Corben will do anything to advance the story and convince you that you're not seeing just another talking- (or bleeding-) heads documentary. For example, he'll cut away to a kind of stock figure of demonology, a Latino spraying MAC-10 lead all over the joint to stand for the violence of which no film exists; he loves to mix film stocks in intriguing ways, contrasting the kind of dreary overexposed tourist bureau footage with jangled newscasts reporting the night's body count. He loves to freeze-frame on stylized portraits of various players in that long-ago, faraway world, and come back to them over and over. Or he'll put his interviewees in "interesting" places to more or less disguise the fact that this is really just a talking-heads movie: Edna Buchanan, the great Miami Herald crime writer who rode Miami's extravagances to a national reputation, is photographed perched under some bridge. Wow, you're thinking, what a cool bridge.
But the movie is really about its voices. Primarily it follows three, all from, as Sonny Crockett used to say, the wrong side of the tracks. One is Jon Roberts, a sleek former New York nightclub owner who got to Miami with $650 in his pocket in the late '70s, saw what was happening and got into cocaine distribution on the ground floor. Hmm, far from looking wasted from his life of crime and his years in prison, he looks today prosperous, amused, capable and witty. What was that about crime not paying? Then there's Mickey Munday, who owned a small aviation service. Again, the physics of right place/right time put him in the big money, flying the hops from Medellín to Miami's many unpatrolled small airports. He was a fugitive or a prisoner for 12 years but looks none the worse for wear. Nice ponytail.

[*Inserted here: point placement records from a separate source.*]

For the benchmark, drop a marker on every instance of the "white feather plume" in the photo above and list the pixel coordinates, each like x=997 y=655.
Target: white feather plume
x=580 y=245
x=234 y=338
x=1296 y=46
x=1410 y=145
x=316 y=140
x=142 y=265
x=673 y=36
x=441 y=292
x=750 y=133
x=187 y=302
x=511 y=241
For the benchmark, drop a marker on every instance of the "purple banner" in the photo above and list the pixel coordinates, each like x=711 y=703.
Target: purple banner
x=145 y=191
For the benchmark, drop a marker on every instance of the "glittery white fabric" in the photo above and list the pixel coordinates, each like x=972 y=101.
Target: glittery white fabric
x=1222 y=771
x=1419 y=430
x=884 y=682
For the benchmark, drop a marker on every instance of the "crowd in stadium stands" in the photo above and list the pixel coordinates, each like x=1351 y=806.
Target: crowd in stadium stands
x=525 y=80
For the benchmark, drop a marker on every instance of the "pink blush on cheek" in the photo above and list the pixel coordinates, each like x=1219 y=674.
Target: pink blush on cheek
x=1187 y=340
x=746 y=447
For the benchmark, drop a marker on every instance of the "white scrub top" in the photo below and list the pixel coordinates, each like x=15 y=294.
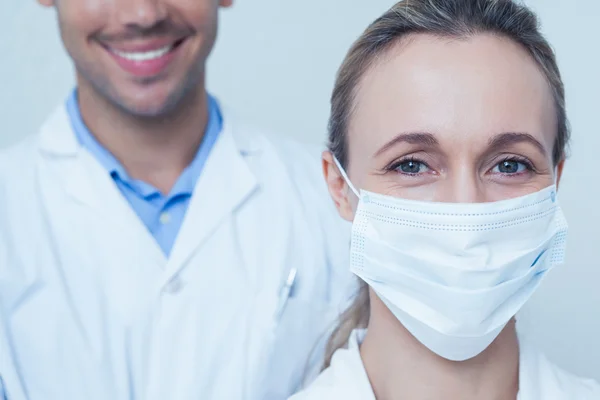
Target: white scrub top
x=90 y=307
x=347 y=379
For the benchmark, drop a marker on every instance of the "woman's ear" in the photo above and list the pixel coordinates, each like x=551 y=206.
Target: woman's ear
x=559 y=169
x=338 y=188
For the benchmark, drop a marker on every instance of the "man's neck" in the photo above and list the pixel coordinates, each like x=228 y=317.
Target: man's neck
x=154 y=150
x=399 y=367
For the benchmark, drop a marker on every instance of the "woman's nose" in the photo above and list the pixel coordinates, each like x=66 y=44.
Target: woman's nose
x=461 y=187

Finally, the big catch would be Jorge "Rivi" Ayala, a distinguished-looking fellow with a square, handsome tan face which nicely sets off his shock of gray hair, his white teeth and his khaki prison uniform. He is doing concurrent life sentences for murder; he was the center of the perfect storm, the professional killer.
It is through the abundantly charming Rivi that we get into "Cocaine Cowboys' " most interesting story, the one about "the Godmother" of the cocaine trade, Griselda Blanco, a portly but not unattractive mom of three who was pretty much the Attila the Hun of the cocaine wars. This Colombian woman ran a smuggling operation and just killed and killed and killed. The contrast between her plump, almost matronly visage and those poor punks slopping in their own blood in the crime scene photos couldn't be more marked or more fascinating.
The movie would have been much more interesting if it focused more tightly on Blanco, her rise and semi-fall (she did time, but not much); as it is, it doesn't get to her until the halfway point.
And "Cocaine Cowboys" fails to make enough of or report with enough rigor on the extraordinary blast of attention accorded the city in the popular culture -- the countless magazine covers and feature stories, as well as "Scarface," the big Al Pacino movie, and the TV phenom that was "Miami Vice."
Cocaine Cowboys (119 minutes, at Landmark's E Street) is rated R for pervasive drug content, gruesome, violent imagery and profanity.